This story originally appeared in EmmyWrap: Movies/Miniseries.
When Cicely Tyson learned that “The Trip to Bountiful,” the Horton Foote play that earned her a Tony, Drama Desk and Outer Critics Circle Award, would be heading to Lifetime television, she was immediately skeptical. “I was terrified when I heard that they were about to do that, and I didn’t see how it was possible,” Tyson told TheWrap.
Foote’s work began life as a television play in 1953; it went to Broadway the following year, and then was adapted for a 1985 big-screen version that won Geraldine Page the Oscar for Best Actress. But Tyson first came to the project in its 2013 Broadway revival, which was directed by Michael Wilson and starred Tyson as Carrie Watts, who embarks on a journey back to her hometown of Bountiful against the wishes of her son, Ludie (Blair Underwood) and his snooty wife, Jessie Mae (Vanessa Williams). Along her journey through the Jim Crow South, Carrie finds unlikely accomplices.
“I had no choice, and so I went along with it,” said Tyson. “But it was with great agony, because I kept questioning whether I was able to contain the character that I had created for the stage–the substance of her, the flavor of her, the being of her–and reduce it to virtually nothing.
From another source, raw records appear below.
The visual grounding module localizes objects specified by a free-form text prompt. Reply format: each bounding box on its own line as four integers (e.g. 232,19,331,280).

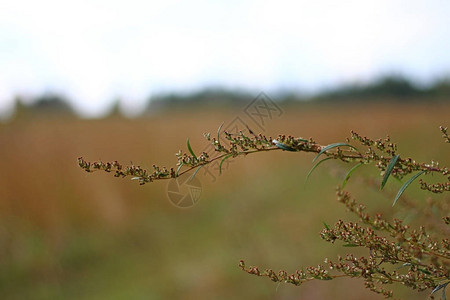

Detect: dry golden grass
0,104,450,299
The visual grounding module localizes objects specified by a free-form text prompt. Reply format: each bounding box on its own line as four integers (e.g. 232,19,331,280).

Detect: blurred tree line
7,75,450,118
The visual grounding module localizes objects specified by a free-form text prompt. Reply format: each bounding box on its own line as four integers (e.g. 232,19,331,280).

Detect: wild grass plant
78,127,450,299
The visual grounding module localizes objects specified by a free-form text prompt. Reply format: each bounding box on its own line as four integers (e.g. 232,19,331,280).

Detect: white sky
0,0,450,115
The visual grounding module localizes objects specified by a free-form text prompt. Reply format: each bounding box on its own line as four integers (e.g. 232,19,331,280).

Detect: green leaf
189,164,205,181
175,164,183,177
217,122,225,145
392,171,426,206
341,163,364,189
430,281,450,300
313,143,358,162
275,142,297,152
187,139,197,159
305,157,332,184
219,154,233,174
380,155,400,190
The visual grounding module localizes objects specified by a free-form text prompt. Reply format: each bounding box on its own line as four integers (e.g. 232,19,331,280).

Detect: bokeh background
0,0,450,299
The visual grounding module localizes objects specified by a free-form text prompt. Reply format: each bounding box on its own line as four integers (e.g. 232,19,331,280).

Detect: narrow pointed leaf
189,165,205,181
219,154,233,174
342,163,363,189
313,143,358,162
380,155,400,190
275,142,297,152
186,139,197,159
305,157,332,183
430,281,450,300
392,171,426,206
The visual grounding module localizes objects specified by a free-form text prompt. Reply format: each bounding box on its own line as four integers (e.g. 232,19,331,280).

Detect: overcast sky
0,0,450,115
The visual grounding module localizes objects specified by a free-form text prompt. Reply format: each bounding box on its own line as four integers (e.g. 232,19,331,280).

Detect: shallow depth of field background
0,0,450,300
0,102,450,299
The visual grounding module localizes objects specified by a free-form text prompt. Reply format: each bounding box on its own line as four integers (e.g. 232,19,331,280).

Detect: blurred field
0,104,450,299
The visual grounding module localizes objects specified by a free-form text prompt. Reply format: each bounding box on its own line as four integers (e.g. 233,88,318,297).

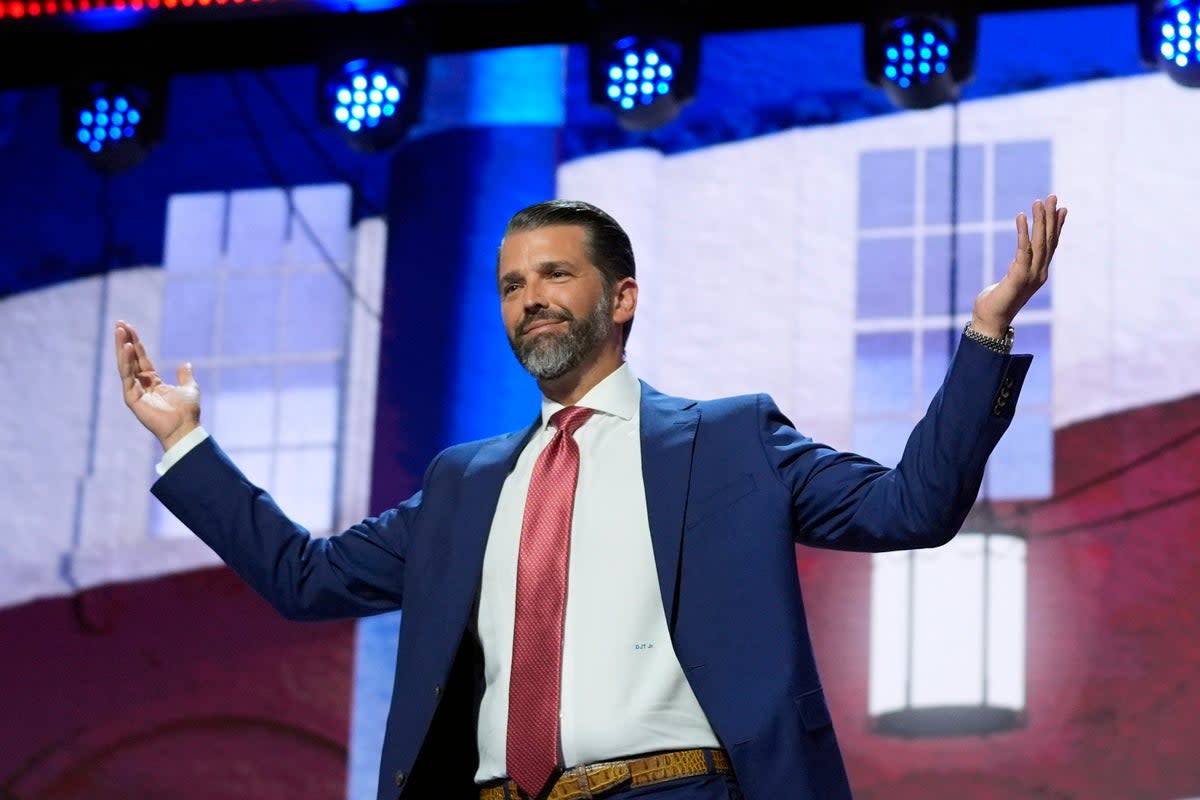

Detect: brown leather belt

Because less is always more on the small screen, and after having been so expansive as Carrie [on stage], I just didn’t think it was possible.”
Tyson said she and director Wilson, who also moved from the Broadway revival to the Lifetime movie, went “toe-to-toe” at first. “She felt she couldn’t go quite as far as she had on stage,” Wilson said. “But then she realized and had the confidence in me telling her that, for her to turn to the camera and lift her eyebrow, or do a small smile, a frown, or shake her head gently, it just speaks volumes.”
Tyson agreed. “I finally was able to garner the confidence in the fact that they knew exactly what they were doing, and so I was able to let go, and relax, and just let God have it, so to speak.”
Williams, who also starred in the stage play, had her own adjustments to make in her performance, as Wilson honed in on Tyson’s character and her journey for the TV movie. “I think it was my job to kind of compact [my character’s] backstory into what I could do on screen,” she said. “And then just technically, I had to bring down my volume, because I was used to seven months of projecting on stage, which was
already in my bones playing eight shows a week.”
When it came to the bigger picture, Williams, unlike Tyson, believed in Wilson’s deep knowledge of Foote’s work. “He is a Horton Foote aficionado,” she said. “There’s a trust factor there. Whether it be on stage or on screen, you know that there’s never going to be any compromise in what the true intent was.”
For his part, Wilson remembered seeing the original “Bountiful” film when it came out in 1985. Two decades later, he worked on a stage production with assistance from Foote himself–and then got on board again with last year’s Broadway revival. All that time spent with the writer gave Wilson a shorthand for what was central to Foote’s story, which gave him a compass in making decisions as to what should stay and what could go.
Tyson has yet to watch the finished product herself. “I don’t watch my own work. I do it for my audience,” she said. “The gratification, for me, comes in the doing of it.”
If Tyson were to earn an Emmy nomination for “Bountiful”–which, after all, has brought its leading ladies Tonys in 1954 and 2013 and an Oscar in 1985–it would be her 10th nod from the Academy. And it would come exactly 40 years after her first two nominations, and wins, for “The Autobiography of Miss Jane Pitman” in 1974. But the actress isn’t letting herself get caught up in the awards.
“The one thing I can honestly say is that I never expect anything,” she said. “That, I was taught by my mother.”